En 1993, Jacqueline Marvel crée une équipe de recherche sur l’immunologie cellulaire au sein du laboratoire de biologie moléculaire de la cellule (unité CNRS 49), à l’École normale supérieure de Lyon. Grâce à une approche de mutagenèse par insertion virale, elle met en évidence le rôle des gènes Bcl-X et Bcl-2 dans l’inhibition de la mort médiée par l’interleukin 3. Par ailleurs elle caractérise les modifications fonctionnelles acquises par les lymphocytes CD8 lors de leur différentiation en cellule mémoire.

De 2007 à 2012, elle crée puis dirige l’unité Inserm 851 "Immunité, infection, vaccination" à Lyon, issue du regroupement de trois laboratoires de l’Inserm consacrés à l’immunologie ou l’infectiologie.

Elle étudie les mécanismes moléculaires et cellulaires responsables du développement d’une réponse immunitaire appropriée vis-à-vis de pathogènes ou d’antigènes de l’environnement. Les recherches de son équipe portent également sur la relation entre un pathogène et son hôte, à l’échelle cellulaire comme au niveau de l’organisme entier.

Identifier de nouveaux lymphocytes

Ses travaux ont contribué à démontrer que les caractéristiques fonctionnelles des cellules mémoires les distinguent des cellules naïves. Ainsi, les lymphocytes T CD8 mémoire ont-ils des capacités de prolifération plus importantes que les CD8 naïfs. Ils acquièrent également plus rapidement leurs fonctions effectrices, telles que la synthèse de cytokines spécifiques (IFN-gamma, CCL5 ou XCL1).
Jacqueline Marvel a identifié une signature génique associée aux lymphocytes T CD8 mémoire qui corrèle leur capacité à migrer dans les tissus. Une propriété de pénétration qui n’est pas partagée par les lymphocytes T CD8 innés.

Enfin, elle a également mis en évidence et caractérisé plusieurs sous-populations de lymphocytes T CD8 mémoire :

Avec ses collaborateurs, Jacqueline Marvel développe à présent des projets multidisciplinaires et établit des collaborations fructueuses avec des chimistes et des mathématiciens. Le développement de modèles mathématiques de la réponse immunitaire est devenu une des thématiques principales de son équipe.

Développer et gérer des plateformes technologiques

Elle a également piloté le projet de construction du Plateau de biologie expérimentale de la souris (PBES), plateforme qu’elle a ensuite dirigé de 2001 à 2006.

Elle a développé les activités de phénotypage au sein de cette structure qui ont permis, en 2007, sa participation au programme intégré européen EUMODIC (EUropean MOuse DIsease Clinic) en tant que centre de phénotypage secondaire.

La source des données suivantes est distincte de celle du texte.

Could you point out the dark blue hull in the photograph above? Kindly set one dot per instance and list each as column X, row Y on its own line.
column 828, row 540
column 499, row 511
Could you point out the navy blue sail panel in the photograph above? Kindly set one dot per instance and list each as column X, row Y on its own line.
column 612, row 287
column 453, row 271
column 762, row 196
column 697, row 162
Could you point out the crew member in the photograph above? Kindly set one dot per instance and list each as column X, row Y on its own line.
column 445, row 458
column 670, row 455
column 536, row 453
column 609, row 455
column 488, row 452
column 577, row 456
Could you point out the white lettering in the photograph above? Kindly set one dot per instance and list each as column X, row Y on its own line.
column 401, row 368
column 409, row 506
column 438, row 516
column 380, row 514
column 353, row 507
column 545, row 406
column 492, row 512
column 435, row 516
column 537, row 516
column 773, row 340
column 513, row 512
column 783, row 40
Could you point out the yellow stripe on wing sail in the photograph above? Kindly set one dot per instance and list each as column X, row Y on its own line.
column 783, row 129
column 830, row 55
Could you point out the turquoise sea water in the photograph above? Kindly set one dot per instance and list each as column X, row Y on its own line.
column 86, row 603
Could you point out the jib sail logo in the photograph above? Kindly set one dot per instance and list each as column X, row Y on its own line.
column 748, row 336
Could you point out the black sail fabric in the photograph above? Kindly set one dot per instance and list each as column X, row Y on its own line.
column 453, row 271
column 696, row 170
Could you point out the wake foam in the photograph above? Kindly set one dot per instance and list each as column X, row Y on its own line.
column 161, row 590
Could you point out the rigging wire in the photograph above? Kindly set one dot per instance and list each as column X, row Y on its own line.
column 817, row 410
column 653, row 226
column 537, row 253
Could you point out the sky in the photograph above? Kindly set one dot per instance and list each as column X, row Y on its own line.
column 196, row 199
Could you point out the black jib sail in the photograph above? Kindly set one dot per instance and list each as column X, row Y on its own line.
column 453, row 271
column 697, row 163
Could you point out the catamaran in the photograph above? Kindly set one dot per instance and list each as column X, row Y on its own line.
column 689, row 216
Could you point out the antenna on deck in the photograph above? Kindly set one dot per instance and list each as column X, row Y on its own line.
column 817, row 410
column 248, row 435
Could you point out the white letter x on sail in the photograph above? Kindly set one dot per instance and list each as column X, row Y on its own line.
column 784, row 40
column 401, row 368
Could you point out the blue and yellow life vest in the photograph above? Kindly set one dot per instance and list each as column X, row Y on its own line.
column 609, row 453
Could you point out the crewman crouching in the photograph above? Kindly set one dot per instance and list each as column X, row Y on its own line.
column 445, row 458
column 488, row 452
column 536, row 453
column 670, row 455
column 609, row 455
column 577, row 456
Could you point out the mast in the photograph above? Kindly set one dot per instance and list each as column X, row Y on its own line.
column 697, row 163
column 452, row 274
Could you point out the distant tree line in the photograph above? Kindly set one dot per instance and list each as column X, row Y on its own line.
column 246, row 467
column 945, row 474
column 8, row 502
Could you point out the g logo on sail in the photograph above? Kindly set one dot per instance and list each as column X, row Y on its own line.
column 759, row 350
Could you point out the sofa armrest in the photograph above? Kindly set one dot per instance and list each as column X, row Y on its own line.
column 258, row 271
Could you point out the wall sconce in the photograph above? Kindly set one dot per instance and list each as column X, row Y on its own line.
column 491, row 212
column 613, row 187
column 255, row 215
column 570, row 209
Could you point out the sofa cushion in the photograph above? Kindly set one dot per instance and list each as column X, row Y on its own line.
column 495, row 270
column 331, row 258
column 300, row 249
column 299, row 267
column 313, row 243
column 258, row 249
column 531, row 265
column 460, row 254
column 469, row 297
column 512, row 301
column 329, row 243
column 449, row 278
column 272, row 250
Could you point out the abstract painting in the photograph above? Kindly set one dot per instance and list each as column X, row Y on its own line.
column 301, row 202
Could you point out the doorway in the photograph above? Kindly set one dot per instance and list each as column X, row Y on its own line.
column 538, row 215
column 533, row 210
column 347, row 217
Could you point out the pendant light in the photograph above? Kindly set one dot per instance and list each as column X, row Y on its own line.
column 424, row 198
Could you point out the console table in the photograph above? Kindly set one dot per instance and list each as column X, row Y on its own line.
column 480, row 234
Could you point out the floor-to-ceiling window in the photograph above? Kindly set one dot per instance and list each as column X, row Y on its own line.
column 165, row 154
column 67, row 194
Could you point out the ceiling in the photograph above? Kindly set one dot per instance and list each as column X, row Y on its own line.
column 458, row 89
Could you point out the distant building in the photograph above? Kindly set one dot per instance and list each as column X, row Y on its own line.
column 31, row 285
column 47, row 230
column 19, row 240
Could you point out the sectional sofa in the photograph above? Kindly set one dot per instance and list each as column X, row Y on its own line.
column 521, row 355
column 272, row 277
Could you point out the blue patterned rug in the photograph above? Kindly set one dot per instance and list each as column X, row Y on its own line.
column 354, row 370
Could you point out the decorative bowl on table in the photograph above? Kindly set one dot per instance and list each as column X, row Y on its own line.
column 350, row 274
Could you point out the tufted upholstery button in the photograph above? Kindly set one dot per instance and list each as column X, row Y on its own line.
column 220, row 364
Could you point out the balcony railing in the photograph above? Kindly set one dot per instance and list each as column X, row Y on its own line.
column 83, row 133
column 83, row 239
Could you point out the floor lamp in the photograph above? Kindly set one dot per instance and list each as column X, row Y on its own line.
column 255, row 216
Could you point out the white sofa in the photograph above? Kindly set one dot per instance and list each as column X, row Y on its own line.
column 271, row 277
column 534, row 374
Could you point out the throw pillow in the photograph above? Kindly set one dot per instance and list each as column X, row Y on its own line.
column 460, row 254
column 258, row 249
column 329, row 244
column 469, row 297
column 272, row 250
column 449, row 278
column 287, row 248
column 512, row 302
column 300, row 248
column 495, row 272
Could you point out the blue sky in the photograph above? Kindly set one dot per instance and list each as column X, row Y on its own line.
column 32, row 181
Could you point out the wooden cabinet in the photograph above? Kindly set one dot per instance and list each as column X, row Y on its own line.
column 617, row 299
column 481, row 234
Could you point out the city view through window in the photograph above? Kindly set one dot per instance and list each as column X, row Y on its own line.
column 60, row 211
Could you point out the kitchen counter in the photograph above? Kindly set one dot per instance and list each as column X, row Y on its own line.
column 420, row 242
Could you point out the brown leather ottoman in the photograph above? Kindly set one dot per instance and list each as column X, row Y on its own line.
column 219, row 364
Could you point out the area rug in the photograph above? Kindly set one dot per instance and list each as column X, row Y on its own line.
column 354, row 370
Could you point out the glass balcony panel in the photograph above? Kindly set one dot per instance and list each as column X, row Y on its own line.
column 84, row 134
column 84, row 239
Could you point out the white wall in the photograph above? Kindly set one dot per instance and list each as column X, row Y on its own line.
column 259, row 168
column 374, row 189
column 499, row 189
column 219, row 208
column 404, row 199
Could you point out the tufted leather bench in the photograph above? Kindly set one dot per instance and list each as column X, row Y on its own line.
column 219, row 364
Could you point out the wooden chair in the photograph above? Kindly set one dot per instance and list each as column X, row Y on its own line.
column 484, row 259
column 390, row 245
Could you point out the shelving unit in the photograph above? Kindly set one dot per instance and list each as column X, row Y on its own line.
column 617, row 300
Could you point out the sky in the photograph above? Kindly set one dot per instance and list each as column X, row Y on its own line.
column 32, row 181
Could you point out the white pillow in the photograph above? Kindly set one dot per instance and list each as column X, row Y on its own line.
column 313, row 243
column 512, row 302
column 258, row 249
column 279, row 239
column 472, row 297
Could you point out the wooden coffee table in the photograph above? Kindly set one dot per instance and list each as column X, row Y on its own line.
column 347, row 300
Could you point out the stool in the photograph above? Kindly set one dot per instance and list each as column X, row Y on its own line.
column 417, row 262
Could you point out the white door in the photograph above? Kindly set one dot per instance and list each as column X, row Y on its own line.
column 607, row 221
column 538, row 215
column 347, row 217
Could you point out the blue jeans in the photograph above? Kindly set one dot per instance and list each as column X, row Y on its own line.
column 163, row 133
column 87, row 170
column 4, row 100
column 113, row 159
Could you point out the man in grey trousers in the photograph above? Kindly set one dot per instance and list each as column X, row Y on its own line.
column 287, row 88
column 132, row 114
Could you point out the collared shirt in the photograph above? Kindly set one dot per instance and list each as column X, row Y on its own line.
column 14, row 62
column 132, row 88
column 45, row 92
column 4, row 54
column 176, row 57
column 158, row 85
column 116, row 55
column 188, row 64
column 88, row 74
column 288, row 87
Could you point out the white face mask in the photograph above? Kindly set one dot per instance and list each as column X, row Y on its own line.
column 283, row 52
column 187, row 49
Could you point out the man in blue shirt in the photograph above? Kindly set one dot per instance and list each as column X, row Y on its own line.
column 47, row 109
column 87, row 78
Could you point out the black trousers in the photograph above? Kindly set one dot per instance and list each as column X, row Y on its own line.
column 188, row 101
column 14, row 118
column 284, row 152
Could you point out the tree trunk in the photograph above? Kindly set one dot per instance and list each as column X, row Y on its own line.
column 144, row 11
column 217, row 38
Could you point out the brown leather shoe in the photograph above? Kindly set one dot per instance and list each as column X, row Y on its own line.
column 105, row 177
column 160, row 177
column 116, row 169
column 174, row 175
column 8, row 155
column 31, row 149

L’obtention de l’Equipex-Phenocan a permis l'acquisition d’équipements pour le développement d'approches de phénotypage de cellule unique et pour le suivi longitudinal de modèles précliniques de maladies (cancer, maladies inflammatoires ou infectieuses).

Elle gère actuellement la structure fédérative de recherche SFR Biosciences, unités mixtes de service CNRS 3444 / Inserm 8 / université Claude-Bernard, Lyon / ENS de Lyon), une unité constituée de 10 plateformes technologiques au service des chercheurs et étudiants du campus.

Elle pilote un projet de nouvelles plateformes qui permettront l’étude de modèles préclinique de pathologie infectieuses et l’étude des microbiotes.